HASH TABLES
What are they
A data structure that stores key-value pairs and provides efficient
insertion, deletion and lookup operations
Its main function is to immediately find an item in a sorted or unsorted list
without the need to compare with other items in the data set, often used
to implement a dictionary data structure
A hashing function is used to calculate the position of an item in a hash
table, it is applied to an item to determine a hash value (its position in the
table)
Eg a common exams is adding up ASCII values and calculating the
modulus (with the size of the hash table)of that to determine its position
-a hash table needs to be at least large enough to store all data types but
is normally significantly larger to minimise the chance of two items having
the same hash value known as a collision
A GOOD HASHING FUNCTION SHOULD: be calculated quickly, result in as
few collisions as possible, use as little memory as possible
TO RESOLVE COLLISIONS…..
--find an empty position in next available space known as open addressing
--to find the item later the hashing function delivers the starting position
from which a linear search can be applied until the item is found-linear
probing
The above process results in clustering several positions around a
common collision value
A major disadvantage of this is that it prevents other items from being
placed in their correct places in case it is already taken up
--process of finding an alternative position is known as rehashing
--another alternative is to use a two dimensional hashing table so more
than one item can be placed in the same position known as chaining
TYPICAL USES (when item in a large data set needs to be found quickly )

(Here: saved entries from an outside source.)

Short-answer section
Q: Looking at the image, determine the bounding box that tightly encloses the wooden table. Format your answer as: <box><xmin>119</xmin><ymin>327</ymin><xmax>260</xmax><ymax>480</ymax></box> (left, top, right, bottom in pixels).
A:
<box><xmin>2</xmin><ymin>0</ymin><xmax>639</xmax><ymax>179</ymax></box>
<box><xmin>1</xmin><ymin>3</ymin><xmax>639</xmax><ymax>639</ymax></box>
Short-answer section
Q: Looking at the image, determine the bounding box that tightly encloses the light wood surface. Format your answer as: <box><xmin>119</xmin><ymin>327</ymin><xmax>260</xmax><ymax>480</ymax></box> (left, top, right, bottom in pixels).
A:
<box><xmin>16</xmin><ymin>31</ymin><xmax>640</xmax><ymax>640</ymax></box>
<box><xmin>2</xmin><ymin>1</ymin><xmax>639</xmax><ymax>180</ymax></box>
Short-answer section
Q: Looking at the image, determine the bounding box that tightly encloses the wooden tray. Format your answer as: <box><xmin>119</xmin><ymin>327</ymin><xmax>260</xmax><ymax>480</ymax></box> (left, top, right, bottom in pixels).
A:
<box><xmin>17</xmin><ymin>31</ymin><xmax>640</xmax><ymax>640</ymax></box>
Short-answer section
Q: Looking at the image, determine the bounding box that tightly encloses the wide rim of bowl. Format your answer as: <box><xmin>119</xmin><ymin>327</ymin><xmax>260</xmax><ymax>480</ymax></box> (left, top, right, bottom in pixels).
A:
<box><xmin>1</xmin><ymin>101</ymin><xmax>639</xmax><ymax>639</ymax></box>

eg file systems linking file names
ADDING
1)apply the hashing function to calculate the position where the value
should be placed
2)if this location is empty insert the item and stop
3)BUT if the position is not empty check the first position in the overflow
table if empty insert the item and stop
3)if not keep incrementing through the overflow table until a free space is
found or it is full
DELETEING
1)generate the hash value using the function
2)if the calculated position stores the item delete it and stop
3)if the calculated position does not contain the item to be deleted check
the first position in the overflow table if found delte
4)if not keep incrementing until the item is discovered or end is reached
Keep in mind deleting it here means the address is marked as available for
later use and will be overwritten later
RETRIEVING
1)generate a hash value and check the address in the hash table
2)if that item is the one to be found return it
3)if not search the overflow table until it is found or end is reached, if not
found output not found
It is simpler as we can immediately land on the position where the item
should be HOWEVER if collisions occur a linear search will need to be
performed